In this episode, Sandra and Jean Pierre discuss several key positions on sustainable design for Peru.
Sandra Barclay and Jean Pierre Crousse are directly involved in the design of each of their projects.
© Barclay & Crousse
First, a building must judiciously use what is available, including climate as resource. Parts of the country experience benign seasons when the outdoors is comfortable. Working with climate, they minimise reliance on electro-mechanical systems that would consume energy for indoor comfort.
They also actively seek out materials that align with local skillsets and tap on availability.
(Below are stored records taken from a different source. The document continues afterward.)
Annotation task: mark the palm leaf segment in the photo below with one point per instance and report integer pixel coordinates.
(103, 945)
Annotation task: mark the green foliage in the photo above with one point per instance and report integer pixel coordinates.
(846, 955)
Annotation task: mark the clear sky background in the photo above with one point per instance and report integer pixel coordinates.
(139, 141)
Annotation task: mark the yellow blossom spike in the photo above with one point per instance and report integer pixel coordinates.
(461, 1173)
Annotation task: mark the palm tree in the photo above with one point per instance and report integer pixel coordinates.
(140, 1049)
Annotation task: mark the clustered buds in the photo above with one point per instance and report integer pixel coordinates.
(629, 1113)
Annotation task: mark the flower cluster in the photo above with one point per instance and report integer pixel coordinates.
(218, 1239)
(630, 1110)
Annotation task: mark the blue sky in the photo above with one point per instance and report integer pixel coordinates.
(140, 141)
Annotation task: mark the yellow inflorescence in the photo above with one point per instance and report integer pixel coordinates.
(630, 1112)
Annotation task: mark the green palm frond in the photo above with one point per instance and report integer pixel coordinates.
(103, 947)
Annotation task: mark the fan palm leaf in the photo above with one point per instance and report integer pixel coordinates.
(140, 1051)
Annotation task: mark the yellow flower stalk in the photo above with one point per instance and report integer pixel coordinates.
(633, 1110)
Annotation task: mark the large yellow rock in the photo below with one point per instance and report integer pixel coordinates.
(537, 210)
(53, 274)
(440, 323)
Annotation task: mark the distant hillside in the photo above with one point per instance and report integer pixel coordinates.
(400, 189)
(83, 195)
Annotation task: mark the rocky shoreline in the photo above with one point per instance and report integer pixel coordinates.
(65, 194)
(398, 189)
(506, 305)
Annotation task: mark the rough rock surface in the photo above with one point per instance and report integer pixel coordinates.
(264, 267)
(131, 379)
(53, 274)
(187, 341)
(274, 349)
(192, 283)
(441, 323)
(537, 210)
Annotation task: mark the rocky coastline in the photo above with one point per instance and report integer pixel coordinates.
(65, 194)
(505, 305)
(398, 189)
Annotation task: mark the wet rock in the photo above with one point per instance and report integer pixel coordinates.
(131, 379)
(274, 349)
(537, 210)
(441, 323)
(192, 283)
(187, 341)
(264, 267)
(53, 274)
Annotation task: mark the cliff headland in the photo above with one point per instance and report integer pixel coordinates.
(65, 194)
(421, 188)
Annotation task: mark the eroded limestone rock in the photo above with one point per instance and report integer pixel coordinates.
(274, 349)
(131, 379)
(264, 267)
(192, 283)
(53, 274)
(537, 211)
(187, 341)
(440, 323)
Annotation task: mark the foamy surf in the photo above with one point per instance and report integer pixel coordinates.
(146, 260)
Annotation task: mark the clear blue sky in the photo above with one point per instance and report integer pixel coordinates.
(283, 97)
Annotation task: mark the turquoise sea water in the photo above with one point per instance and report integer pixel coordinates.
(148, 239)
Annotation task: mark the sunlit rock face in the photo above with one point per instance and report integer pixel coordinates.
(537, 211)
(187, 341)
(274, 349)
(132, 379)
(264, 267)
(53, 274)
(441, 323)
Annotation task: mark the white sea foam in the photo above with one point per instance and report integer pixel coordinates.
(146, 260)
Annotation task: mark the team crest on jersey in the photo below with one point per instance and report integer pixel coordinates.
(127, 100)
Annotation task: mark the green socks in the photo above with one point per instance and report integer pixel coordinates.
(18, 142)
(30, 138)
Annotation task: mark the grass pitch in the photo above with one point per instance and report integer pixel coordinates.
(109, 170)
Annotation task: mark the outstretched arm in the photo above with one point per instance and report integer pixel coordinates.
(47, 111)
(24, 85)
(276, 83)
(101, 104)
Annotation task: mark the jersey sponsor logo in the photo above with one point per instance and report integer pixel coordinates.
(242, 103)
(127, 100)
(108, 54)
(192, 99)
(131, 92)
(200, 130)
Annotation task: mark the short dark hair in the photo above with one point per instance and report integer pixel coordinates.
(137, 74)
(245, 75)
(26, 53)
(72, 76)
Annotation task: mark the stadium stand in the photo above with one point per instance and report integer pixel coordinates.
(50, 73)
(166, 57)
In Peru, for instance, the question of timber versus concrete favours the latter because it has a lower environmental impact, is durable and supports the economy.
Second, the section of a building — at the drawing board — is as important as its plan. The intelligence of a solution depends on connectivity. And this starts by understanding the human experience of scale, the porosity of form, access to views, daylight and natural air flows, all of which, together, increase the possibility of social interactions.
Universidad de Piura’s Edificio E promotes informal learning through the casual exchange of ideas between students and teachers in a soothing microclimatic condition.
© Cristóbal Palma / Barclay & Crousse
Universidad de Piura’s Edificio E (Piura, Peru), for instance, was designed as a network of social spaces between classrooms to enhance students’ engagement with teachers. To make this possible, these spaces offer a microclimate with pockets of shade, coolness and fresh air.
The facades of Edificio E are equipped with vertical louvers and prefab trellis depending on the orientation in the tropical setting.
© Cristóbal Palma / Barclay & Crousse
The monolithic building is a group of interconnected spaces with varying heights and cantilevered roofs.
© Cristóbal Palma / Barclay & Crousse
Third, architecture must seek to heal. And healing starts with the act of remembering (say, past social trauma or damage to ecosystems) and continues with awareness and reflection. Here, architecture offers an opportunity to rethink one’s place in time, through movement, pause and release.
This approach is seen in projects such as Place of Remembrance (Lima, Peru). The building is conceived as a procession. Inside, visitors encounter exhibitions explaining a difficult period of societal trauma; outside, the journey culminates in an open space where they witness the spectacle of nature.
Harmoniously inserted into the terrain, Place of Remembrance offers a public plaza overlooking the Pacific.
© Cristóbal Palma /Barclay & Crousse
The building has simple architectural strategies for acoustic and visual comfort. It also achieves efficiency in the consumption of water and energy.
© Cristóbal Palma / Barclay & Crousse
Sandra and Jean Pierre describe their office as a laboratory of sorts where ideas are prototyped and tested. Many of their bigger projects emerge from early experiments in private houses.
Vedoble Houses in Cañete (Peru) experimented with “indoor exteriors”: how to reconcile domestic intimacy with the vastness of nature.
© Cristóbal Palma / Barclay & Crousse
This conversation with Barclay and Crousse upends assumptions about what sustainability means, how it looks and what it is made of. In presenting what works for/in Peru, Sandra and Jean Pierre make a case for a regionalist, context-specific approach, one that acknowledges global goals, but nonetheless chooses its own pathway and measures of success.